Sometimes, discussions occur on the bug tracker, sometimes on the PR, sometimes on both. Will we keep the full history in a consistent way in 10 years?

Linux does a better job of tracking the history by requesting long commit message which explains the full rationale.

Right now, all links to Subversion commits in the bug tracker are broken. http://svn.python.org/view/ doesn’t work and we only have a mapping between Subversion commits and Mercurial commits… whereas the code has been migrated to Git. Well, we didn’t loose all data, but it can be painful to find an old Subversion commit in the recent Git repository. It happens to me times to times to be blocked at “rXXX”.


(Senthil) #4

On topic of discourse vs mailman, I think, this will need a revisit as most of us have evaluated this platform and know the pros and cons of this.

I agree with @tiran. Even if I am subscribed to the mailing list mode of discourse, there is no way I can land up a particular decision by searching the web, as it is the case when the discussions are public forums and archived by multiple parties.

This is great! Archives are valuable. They present the most accurate window into the past state.


(Hugo) #5

@tiran One option would be to subscribe to Discourse in email mode, and send that to a mailing list or lists.

It’ll miss out on poll results and edits and other “rich content”, but would make for a more durable archive.


(Neil Schemenauer) #6

Thanks for bringing this up. It concerns me as well. I was a early adopter of Usenet and I witnessed what I think is a tragic example of digital memory loss. Some people may remember Deja News. It was a big archive of nearly all the discussions on Usenet. Google acquired it (it became Google Groups) and eventually destroyed it. AFAIK, you can’t search for the old Usenet discussions.

Here is a little example of why these archives are useful. I am interested in the history of chess AI. With Deja News, you could read the original discussions between computer chess authors ( rec.games.chess.computer). There was discussions from the Deep Thought (later became Deep Blue) authors. There was computer analysis posted during the Deep Blue games with Kasparov. The archive of rec.games.chess.computer was a gold mine if you were interested in the history of chess AI.

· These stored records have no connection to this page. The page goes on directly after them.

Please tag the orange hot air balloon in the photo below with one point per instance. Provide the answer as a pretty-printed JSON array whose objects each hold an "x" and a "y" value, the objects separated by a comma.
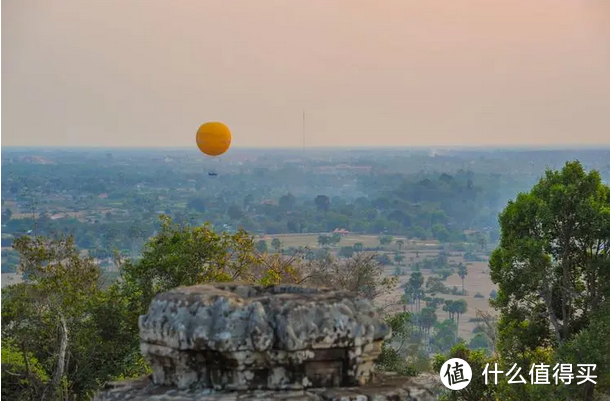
[{"x": 213, "y": 138}]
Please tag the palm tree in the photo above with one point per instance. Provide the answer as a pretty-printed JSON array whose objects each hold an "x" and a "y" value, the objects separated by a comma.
[
  {"x": 276, "y": 244},
  {"x": 462, "y": 272}
]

Should we backup, archive, and publish discourse on a regular interval in machine readable formats like JSON? If we publish the dump, how are we going to deal with internal, non-public areas?

I hope we can be proactive rather than just hoping it will work out. With rich UIs, it will be more difficult to back things up in a readable format. It looks like Discourse has some sort of RPC API. Could we scrap discussion content using the API, archive it and provide an archive API?

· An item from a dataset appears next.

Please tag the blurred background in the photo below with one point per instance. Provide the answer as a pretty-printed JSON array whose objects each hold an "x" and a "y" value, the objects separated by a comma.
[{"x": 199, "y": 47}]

If I had extra time, I would like to build a new version of NNTP. Make the messages support a richer markup scheme (e.g. markdown). Use HTTPS as the base protocol. I bet a lot of ideas from JMAP (IMAP replacement using JSON) could be adopted.

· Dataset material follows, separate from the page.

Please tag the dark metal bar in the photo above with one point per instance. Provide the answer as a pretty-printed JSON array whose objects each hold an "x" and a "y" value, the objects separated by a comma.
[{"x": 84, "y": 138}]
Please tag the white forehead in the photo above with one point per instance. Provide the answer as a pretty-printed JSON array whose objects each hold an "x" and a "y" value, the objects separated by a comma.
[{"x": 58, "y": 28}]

Mailing lists never seemed like a good replacement for NNTP. With news readers it was easy to ignore threads you were not interested in. Because they kept track of “read” status, it was easy to catch up and be fairly sure you didn’t miss anything. I’m not foolish enough to think we can resurrect Usenet and news readers. However, I think we should be trying emulate that system rather than implement things as mailing lists.

Edit: maybe saying Google destroyed the Usenet archive is too strong. I just checked it now and a search is able to find some old postings. I had tried it some years ago and I could find old posts. Maybe Google has fixed it since.


(Barry Warsaw) #7

I’ve always wanted to build NNTP or read-only IMAP into GNU Mailman, but it ain’t gonna come from me these days. Still, I like the NNTP protocol and Gmane shows how useful it can be.